Uyuşmazlık, dava konusu taşınmazlara tesis edilen irtifak hakkı bedelinin tespitine ilişkindir.

2. İlgili Hukuk

1. 6100 sayılı Kanun'un 369 uncu maddesinin birinci fıkrası ile 370 ve 371 inci maddeleri.

2. 2942 sayılı Kanun'un 10 uncu maddesinin sekizinci fıkrası ile 11 inci maddesi.

3. Değerlendirme

1.Bölge adliye mahkemelerinin nihai kararlarının bozulması 6100 sayılı Kanun'un 371 inci maddesinde yer alan sebeplerden birinin varlığı hâlinde mümkündür.

2. Sulu arazi niteliğindeki taşınmazlara 2942 sayılı Kanun’un 11 inci maddesinin birinci fıkrasının (f) bendi uyarınca net geliri esas alınarak değer biçilmesi ve aynı Kanun'un 11 inci maddesinin son fıkrası uyarınca taşınmazların niteliği, tamamının yüzölçümü, geometrik durumu ve enerji nakil hattı güzergahı dikkate alınarak değer düşüklüğü oranı belirtilmek suretiyle irtifak hakkı karşılığının adil ve hakkaniyete uygun olarak tespiti ile tespit edilen bedelin davalı tarafa ödenmesi ve dava konusu irtifak hakkının idare adına tesciline karar verilmesi yerindedir.

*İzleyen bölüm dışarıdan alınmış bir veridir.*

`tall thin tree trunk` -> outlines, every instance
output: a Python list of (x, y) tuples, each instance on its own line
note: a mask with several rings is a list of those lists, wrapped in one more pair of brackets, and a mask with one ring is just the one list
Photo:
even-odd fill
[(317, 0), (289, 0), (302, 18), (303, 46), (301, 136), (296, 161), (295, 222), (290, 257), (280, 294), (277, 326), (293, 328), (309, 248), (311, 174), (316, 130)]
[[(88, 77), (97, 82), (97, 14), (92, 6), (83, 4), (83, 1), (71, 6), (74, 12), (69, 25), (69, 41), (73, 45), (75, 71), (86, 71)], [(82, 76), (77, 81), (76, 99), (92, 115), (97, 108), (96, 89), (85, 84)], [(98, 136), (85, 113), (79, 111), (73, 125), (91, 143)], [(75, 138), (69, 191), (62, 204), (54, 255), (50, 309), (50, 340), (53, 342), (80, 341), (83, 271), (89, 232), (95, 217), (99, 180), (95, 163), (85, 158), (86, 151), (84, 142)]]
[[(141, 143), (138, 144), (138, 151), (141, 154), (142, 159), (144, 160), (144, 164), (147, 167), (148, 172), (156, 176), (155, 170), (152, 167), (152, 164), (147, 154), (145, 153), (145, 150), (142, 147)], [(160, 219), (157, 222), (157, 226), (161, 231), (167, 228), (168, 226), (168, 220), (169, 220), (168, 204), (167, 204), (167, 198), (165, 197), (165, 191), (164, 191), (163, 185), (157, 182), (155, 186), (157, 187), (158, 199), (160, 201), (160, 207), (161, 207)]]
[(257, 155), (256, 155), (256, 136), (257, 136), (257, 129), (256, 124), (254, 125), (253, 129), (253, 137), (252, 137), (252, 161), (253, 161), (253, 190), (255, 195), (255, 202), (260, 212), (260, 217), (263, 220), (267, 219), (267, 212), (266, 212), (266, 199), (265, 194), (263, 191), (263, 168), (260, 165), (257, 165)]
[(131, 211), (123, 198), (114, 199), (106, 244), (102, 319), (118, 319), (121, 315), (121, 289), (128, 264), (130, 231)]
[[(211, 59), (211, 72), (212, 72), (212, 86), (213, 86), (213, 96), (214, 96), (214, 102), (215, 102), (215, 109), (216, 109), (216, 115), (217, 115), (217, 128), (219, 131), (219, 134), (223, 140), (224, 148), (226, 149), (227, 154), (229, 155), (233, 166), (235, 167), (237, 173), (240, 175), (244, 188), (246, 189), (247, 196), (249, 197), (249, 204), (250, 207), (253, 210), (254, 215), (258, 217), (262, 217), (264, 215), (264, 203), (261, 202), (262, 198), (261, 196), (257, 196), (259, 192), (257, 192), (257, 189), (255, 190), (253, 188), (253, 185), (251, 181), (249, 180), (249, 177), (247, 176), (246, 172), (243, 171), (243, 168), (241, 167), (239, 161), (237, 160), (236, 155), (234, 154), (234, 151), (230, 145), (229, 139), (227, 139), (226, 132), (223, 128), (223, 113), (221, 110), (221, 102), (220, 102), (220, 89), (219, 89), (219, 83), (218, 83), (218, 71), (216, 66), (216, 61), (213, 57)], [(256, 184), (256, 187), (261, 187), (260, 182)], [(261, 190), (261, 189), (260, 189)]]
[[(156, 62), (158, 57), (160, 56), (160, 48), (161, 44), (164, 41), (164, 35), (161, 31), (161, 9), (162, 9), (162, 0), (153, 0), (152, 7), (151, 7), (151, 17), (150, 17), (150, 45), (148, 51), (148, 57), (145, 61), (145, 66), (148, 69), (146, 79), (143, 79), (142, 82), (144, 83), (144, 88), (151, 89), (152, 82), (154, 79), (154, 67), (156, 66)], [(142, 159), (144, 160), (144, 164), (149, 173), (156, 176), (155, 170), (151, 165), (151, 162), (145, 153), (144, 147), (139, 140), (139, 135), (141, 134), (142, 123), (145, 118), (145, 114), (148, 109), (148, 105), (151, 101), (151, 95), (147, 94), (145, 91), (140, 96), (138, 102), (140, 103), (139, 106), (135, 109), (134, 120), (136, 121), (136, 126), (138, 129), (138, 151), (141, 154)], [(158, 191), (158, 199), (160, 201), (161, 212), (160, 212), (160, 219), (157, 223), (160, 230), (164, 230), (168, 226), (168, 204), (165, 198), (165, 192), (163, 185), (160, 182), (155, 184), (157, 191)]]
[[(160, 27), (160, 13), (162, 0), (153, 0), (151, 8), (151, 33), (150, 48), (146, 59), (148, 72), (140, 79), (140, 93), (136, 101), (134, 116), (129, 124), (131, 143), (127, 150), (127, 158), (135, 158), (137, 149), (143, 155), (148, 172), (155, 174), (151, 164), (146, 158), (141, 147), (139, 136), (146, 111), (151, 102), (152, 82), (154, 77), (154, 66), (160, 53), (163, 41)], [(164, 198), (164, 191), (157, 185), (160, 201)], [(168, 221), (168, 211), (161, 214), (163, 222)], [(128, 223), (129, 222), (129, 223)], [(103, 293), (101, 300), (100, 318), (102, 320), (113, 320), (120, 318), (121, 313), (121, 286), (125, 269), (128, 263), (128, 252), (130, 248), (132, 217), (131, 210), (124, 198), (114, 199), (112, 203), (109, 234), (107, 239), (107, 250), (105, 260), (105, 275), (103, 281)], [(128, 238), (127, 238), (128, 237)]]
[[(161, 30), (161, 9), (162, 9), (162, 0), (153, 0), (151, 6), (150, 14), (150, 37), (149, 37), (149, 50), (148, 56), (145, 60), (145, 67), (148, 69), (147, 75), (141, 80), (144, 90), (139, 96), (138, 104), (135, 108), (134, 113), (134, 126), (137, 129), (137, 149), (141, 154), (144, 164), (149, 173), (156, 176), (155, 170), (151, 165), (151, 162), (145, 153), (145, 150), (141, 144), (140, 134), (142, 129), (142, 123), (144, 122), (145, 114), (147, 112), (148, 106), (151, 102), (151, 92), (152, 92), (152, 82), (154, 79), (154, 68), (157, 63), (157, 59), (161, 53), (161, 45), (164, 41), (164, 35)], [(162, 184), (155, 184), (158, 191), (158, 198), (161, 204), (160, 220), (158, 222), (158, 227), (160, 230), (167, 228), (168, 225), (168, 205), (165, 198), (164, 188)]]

3. Temyizen incelenen karar, tarafların karşılıklı iddia ve savunmalarına, dayandıkları belgelere, uyuşmazlığa uygulanması gereken hukuk kuralları ile hukukî ilişkinin nitelendirilmesine, dava şartlarına, yargılama ve ispat kuralları ile kararda belirtilen gerekçelere göre usul ve kanuna uygun olup temyiz dilekçesinde ileri sürülen nedenler kararın bozulmasını gerektirecek nitelikte görülmemiştir.

VI. KARAR

Açıklanan sebeplerle;

Davacı idare vekilinin yerinde görülmeyen tüm temyiz itirazlarının reddiyle usul ve kanuna uygun Bölge Adliye Mahkemesi kararının 6100 sayılı Kanun’un 370 inci maddesinin birinci fıkrası uyarınca ONANMASINA,Davacı idareden peşin alınan temyiz harcının Hazineye irat kaydedilmesine, Dosyanın İlk Derece Mahkemesine, kararın bir örneğinin Bölge Adliye Mahkemesine gönderilmesine,27.11.2024 tarihinde oy birliğiyle karar verildi.